En komik itiraflar!
.
3 ay önce ailemize katılan Necmi ismini verdiğimiz kaplumbağamız dün vefat etti. Aile arasında sade bir törenle evin arka bahçesine gömdük.Hayvancağız durduk yerde can verdiği için gidip Necmi'yi aldığımız dükkanın sahibine sebebinin ne olabileceğini sorduğumuzda 'Abi onlar kış uykusuna yatar' cevabını aldık. Bu vicdan azabıyla ben de yaşayamam herhalde...
Annem arabasını torpidosu için dantel örecek kadar çok seviyor. Geçenlerde arabayı çarpmış ve farı kırılmış. Babamın anlattığına göre trafik polisinin önünde "Yavrumun gözü çıktııııı!" diye ağladığı için polisler heyecanlanıp ambulans çağırmışlar.
Ablam evlenmeden önce saatlerce odamıza kapanır, sigara ve kahve ikilisi eşliğinde sırlarımızı dökerdik. Böyle anlardan birinde, kısık sesle "Müzik açalım mı? Babam yan odada, bizi dinliyor olabilir." dedim. Yan odadan gelen ve hala hatırladığımızda bizi kahkahalara boğan ses: "Ne dinleyecem sizi beee!"
Çok sevdiğimiz dedemi kalp krizi sonucu kaybettik. Sevilen bir esnaf olması sebebiyle cenazesine oldukça büyük bir kalabalık katıldı. Biz taziyeleri kabul ederken uzun süredir görmediğim bir arkadaşım beni gördü ve geldi. "Bu kalabalık da ne böyle?" diye sorunca gayet normal bir şekilde "Dedemi kaybettik." dedim. Cevabı beni o an bile krize sokmaya yetti: ''Bu kadar insan hala bulamadınız mı?''
İş arkadaşımın düğünündeyiz. Nikah kıyılıyor, imzalar atılıyor, gelin ve damadı tebrik etmek için ayağa kalkıldığında elektrikler kesiliyor. Biz hep beraber "Aaaa!" diye tepki gösterirken, arkadaşımın annesi oldukça yüksek sesle düşüncesini dile getiriyor. "Oğlumun daha ilk dakikadan hayatı karardı."

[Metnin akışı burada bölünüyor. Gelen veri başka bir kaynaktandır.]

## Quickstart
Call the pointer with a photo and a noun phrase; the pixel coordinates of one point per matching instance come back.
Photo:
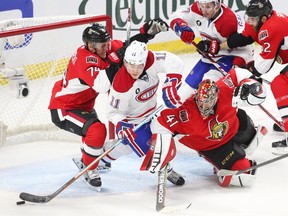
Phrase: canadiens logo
(263, 34)
(147, 94)
(91, 59)
(184, 116)
(217, 129)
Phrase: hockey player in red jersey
(133, 97)
(270, 30)
(209, 123)
(89, 73)
(215, 22)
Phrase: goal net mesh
(41, 47)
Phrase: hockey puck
(20, 202)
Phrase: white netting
(44, 56)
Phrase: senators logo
(217, 129)
(91, 59)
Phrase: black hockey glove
(154, 27)
(211, 47)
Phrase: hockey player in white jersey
(214, 22)
(133, 97)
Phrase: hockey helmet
(96, 33)
(136, 53)
(206, 97)
(208, 1)
(257, 8)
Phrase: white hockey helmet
(136, 53)
(208, 1)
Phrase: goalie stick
(161, 195)
(224, 172)
(47, 198)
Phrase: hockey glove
(182, 29)
(154, 27)
(251, 91)
(117, 56)
(212, 47)
(125, 131)
(169, 91)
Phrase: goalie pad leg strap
(261, 132)
(160, 153)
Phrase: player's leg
(93, 133)
(280, 92)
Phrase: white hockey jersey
(135, 99)
(220, 28)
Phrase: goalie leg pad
(161, 152)
(253, 145)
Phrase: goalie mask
(209, 10)
(206, 97)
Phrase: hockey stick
(46, 198)
(161, 195)
(219, 67)
(280, 124)
(161, 189)
(224, 172)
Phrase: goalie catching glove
(183, 30)
(210, 47)
(154, 27)
(169, 90)
(249, 91)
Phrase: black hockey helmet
(258, 8)
(96, 33)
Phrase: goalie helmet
(96, 33)
(206, 97)
(257, 8)
(136, 53)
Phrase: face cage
(206, 108)
(101, 45)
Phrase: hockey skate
(280, 147)
(92, 177)
(175, 178)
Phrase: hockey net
(34, 53)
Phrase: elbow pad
(238, 40)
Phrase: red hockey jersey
(83, 80)
(205, 134)
(270, 36)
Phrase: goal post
(34, 54)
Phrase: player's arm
(147, 32)
(173, 67)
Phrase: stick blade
(177, 208)
(34, 198)
(224, 172)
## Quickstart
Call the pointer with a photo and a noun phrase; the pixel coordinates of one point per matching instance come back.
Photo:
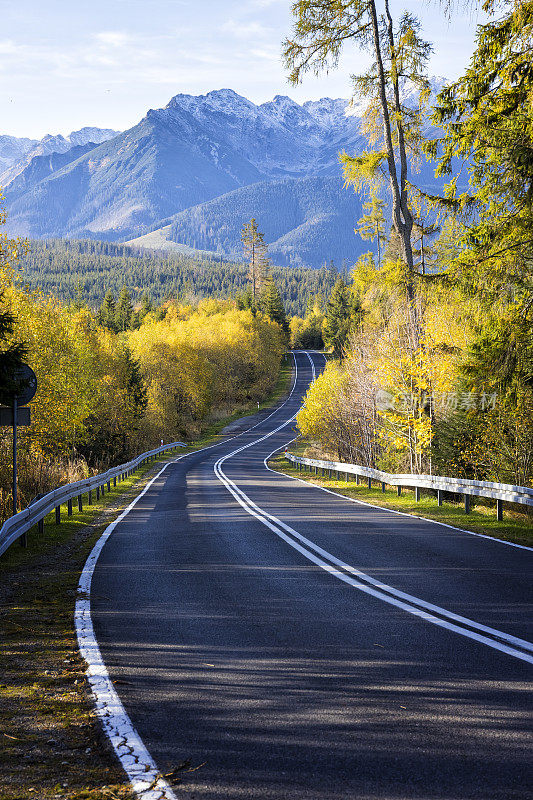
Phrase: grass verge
(51, 743)
(516, 527)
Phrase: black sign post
(26, 380)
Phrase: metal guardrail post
(438, 485)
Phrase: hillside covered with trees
(86, 269)
(432, 336)
(108, 391)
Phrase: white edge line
(141, 769)
(264, 518)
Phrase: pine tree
(255, 252)
(272, 304)
(106, 314)
(372, 224)
(398, 59)
(338, 318)
(124, 311)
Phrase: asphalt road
(276, 675)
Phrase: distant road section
(283, 643)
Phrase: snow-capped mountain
(195, 149)
(13, 148)
(13, 167)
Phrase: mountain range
(189, 175)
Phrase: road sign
(25, 378)
(23, 416)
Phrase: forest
(108, 392)
(432, 336)
(87, 269)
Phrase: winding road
(291, 644)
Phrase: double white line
(498, 640)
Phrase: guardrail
(497, 491)
(17, 526)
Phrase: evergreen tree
(79, 299)
(398, 60)
(338, 318)
(255, 252)
(272, 305)
(372, 223)
(123, 311)
(487, 117)
(106, 314)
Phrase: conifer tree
(272, 305)
(255, 252)
(372, 224)
(338, 318)
(398, 57)
(123, 311)
(12, 354)
(106, 314)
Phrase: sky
(67, 64)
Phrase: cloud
(112, 38)
(245, 30)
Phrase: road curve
(234, 649)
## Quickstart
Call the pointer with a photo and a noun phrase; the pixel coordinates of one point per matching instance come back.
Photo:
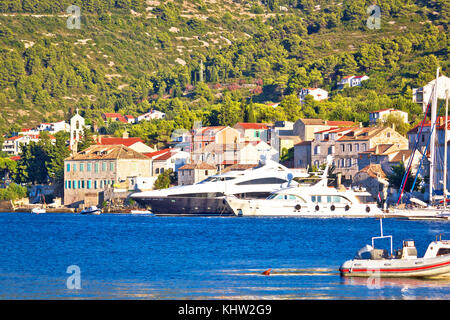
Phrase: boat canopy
(364, 252)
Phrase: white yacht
(318, 200)
(207, 196)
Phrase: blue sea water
(122, 256)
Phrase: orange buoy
(267, 272)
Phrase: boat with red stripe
(372, 262)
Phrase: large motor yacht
(318, 200)
(207, 196)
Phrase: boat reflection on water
(403, 283)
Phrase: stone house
(306, 128)
(352, 81)
(324, 144)
(89, 173)
(302, 154)
(318, 94)
(388, 155)
(359, 140)
(253, 131)
(195, 172)
(137, 144)
(373, 178)
(346, 144)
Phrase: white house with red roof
(253, 131)
(151, 115)
(318, 94)
(352, 81)
(170, 158)
(12, 145)
(114, 117)
(377, 115)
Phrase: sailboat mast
(433, 136)
(445, 148)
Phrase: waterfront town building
(165, 159)
(137, 144)
(317, 94)
(77, 126)
(352, 81)
(151, 115)
(90, 173)
(12, 146)
(306, 128)
(379, 115)
(423, 95)
(387, 156)
(195, 172)
(346, 144)
(373, 179)
(253, 131)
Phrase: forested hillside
(218, 61)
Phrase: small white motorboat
(371, 262)
(38, 210)
(91, 210)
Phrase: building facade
(89, 173)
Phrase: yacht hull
(243, 207)
(421, 267)
(186, 206)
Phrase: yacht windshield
(216, 179)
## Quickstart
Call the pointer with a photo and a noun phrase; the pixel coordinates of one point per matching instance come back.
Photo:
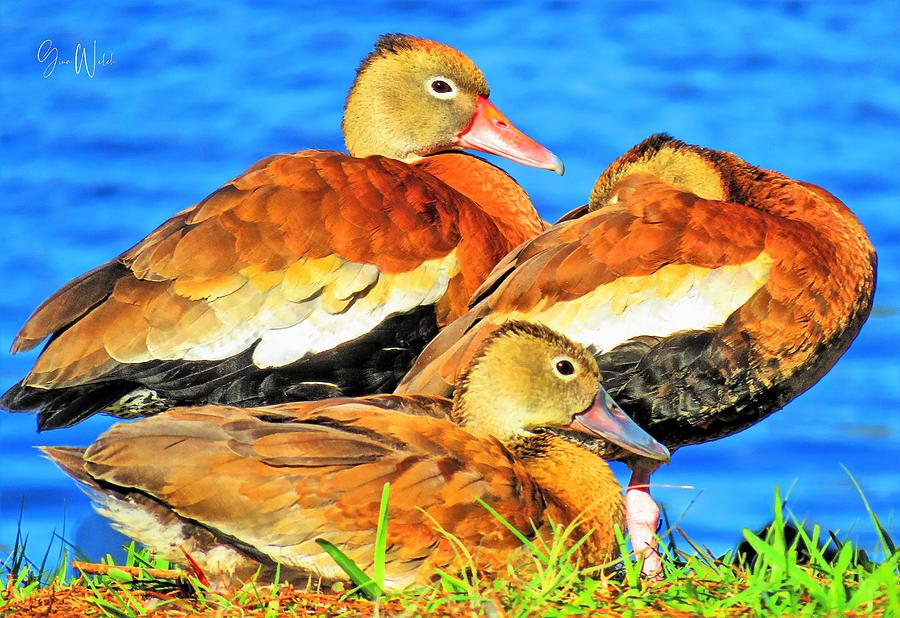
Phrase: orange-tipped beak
(491, 132)
(607, 420)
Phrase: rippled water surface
(89, 165)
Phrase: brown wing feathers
(293, 236)
(244, 473)
(804, 250)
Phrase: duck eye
(565, 367)
(440, 87)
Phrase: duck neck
(496, 193)
(576, 483)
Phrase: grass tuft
(786, 568)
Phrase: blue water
(89, 165)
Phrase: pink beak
(490, 131)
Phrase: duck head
(413, 97)
(529, 380)
(700, 170)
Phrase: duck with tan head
(310, 275)
(712, 292)
(241, 489)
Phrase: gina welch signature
(84, 59)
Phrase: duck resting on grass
(310, 275)
(241, 489)
(712, 292)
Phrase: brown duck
(712, 292)
(244, 488)
(311, 274)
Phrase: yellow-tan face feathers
(411, 97)
(526, 377)
(670, 160)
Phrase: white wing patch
(675, 298)
(337, 315)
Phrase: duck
(711, 291)
(247, 490)
(310, 275)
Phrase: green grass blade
(359, 578)
(381, 538)
(887, 543)
(515, 531)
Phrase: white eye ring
(437, 87)
(565, 368)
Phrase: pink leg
(642, 518)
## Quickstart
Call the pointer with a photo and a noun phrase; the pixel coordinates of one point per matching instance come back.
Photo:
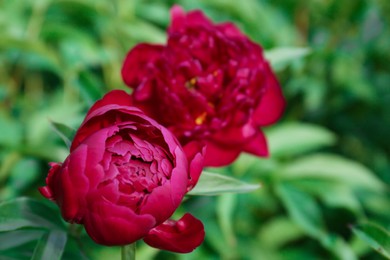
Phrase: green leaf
(377, 237)
(279, 231)
(332, 167)
(226, 205)
(214, 184)
(25, 212)
(337, 245)
(284, 56)
(50, 246)
(295, 138)
(17, 238)
(302, 208)
(65, 132)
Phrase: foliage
(328, 172)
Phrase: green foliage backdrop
(329, 168)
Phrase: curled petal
(181, 236)
(110, 224)
(47, 191)
(217, 155)
(195, 154)
(257, 145)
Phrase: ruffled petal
(181, 236)
(272, 103)
(112, 225)
(47, 191)
(195, 154)
(217, 156)
(257, 145)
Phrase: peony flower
(124, 177)
(209, 83)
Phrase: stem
(128, 252)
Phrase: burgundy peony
(124, 177)
(208, 83)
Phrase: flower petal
(195, 154)
(109, 224)
(181, 236)
(139, 62)
(257, 145)
(272, 103)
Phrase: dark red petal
(272, 103)
(139, 62)
(230, 30)
(47, 191)
(112, 225)
(257, 145)
(195, 154)
(217, 156)
(181, 236)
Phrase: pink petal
(47, 191)
(217, 156)
(230, 30)
(159, 203)
(272, 103)
(181, 236)
(139, 62)
(257, 145)
(195, 154)
(111, 225)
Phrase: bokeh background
(329, 168)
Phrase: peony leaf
(14, 239)
(210, 184)
(65, 132)
(50, 246)
(332, 167)
(377, 237)
(226, 205)
(25, 213)
(284, 56)
(302, 208)
(295, 138)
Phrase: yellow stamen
(200, 119)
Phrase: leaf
(338, 246)
(50, 246)
(284, 56)
(302, 208)
(279, 231)
(25, 212)
(295, 138)
(377, 237)
(226, 205)
(17, 238)
(210, 184)
(65, 132)
(332, 167)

Yengemin burun ameliyatından sonra elinde bir demet çiçekle gelen abimin inceliğini, kurduğu cümleyle daha bir iyi anladık. "Hatun kokla bakayım burnun çalışıyor mu?"
Küçük kızıma saklambaç oynayalım dedim. ”Sen say, ben saymam, kimseyi bulamıyorum” dedi. Tamam dedim. ”Yavaş yavaş say, ben hemen saklanamıyorum” dedi. Tamam dedim. ”Hemen bulma ama” dedi. Tamam dedim. ”Ben sobeliycem tamam mı?” dedi. Tamam dedim. 4.5 yaşındaki bir kız, tüm planlarını yapmış, adım adım uyguluyordu. Kadın milletinden korkulması gerektiğinin dersini veriyordu…
Kocamı öptükten sonra "Seni çok seviyorum aşkım ya! dedim. "Dur sevgilim şimdi haberleri izliyorum. Sonra seversin." dedi. Ne anladıysa artık.
Ablam ikinci çocuğuna hamile. Bulantıları yüzünden zor bir hamilelik geçiriyor. Annesine üzülen 4 yaşındaki yeğenime, hamilelikten ve ablamın karnında çocuk olduğundan bahsediyor, bulantılarının bu yüzden olduğunu anlatmaya çalışıyoruz. Bebek ile bulantı arasında bağlantı kurmaya çalışan yeğenim soruyor: “Bebeğin tadı iğrenç mi?”
Güler misin ağlar mısın dedirten bir itiraf: Aniden fenalaşan annelerini apar topar hastanenin acil servisine taşıyan, ancak yarım saat sonra doktorun ‘maalesef annenizi kaybettik’ demesiyle annelerinin öldüğünü öğrenemeyen(!) bunun yerine ‘Nasıl kaybedersiniz koca kadını daha demin buradaydı!’ deyip doktoru bir güzel döven komşularım var duyurulur…
Babamın karşı komşusu hakkında yorumu: "Bu adam da çok kılıbık. Ben ne zaman balkonu yıkasam o da çamaşır asıyor." Canım babam eski kazak erkeklerden kim kaldı senden başka!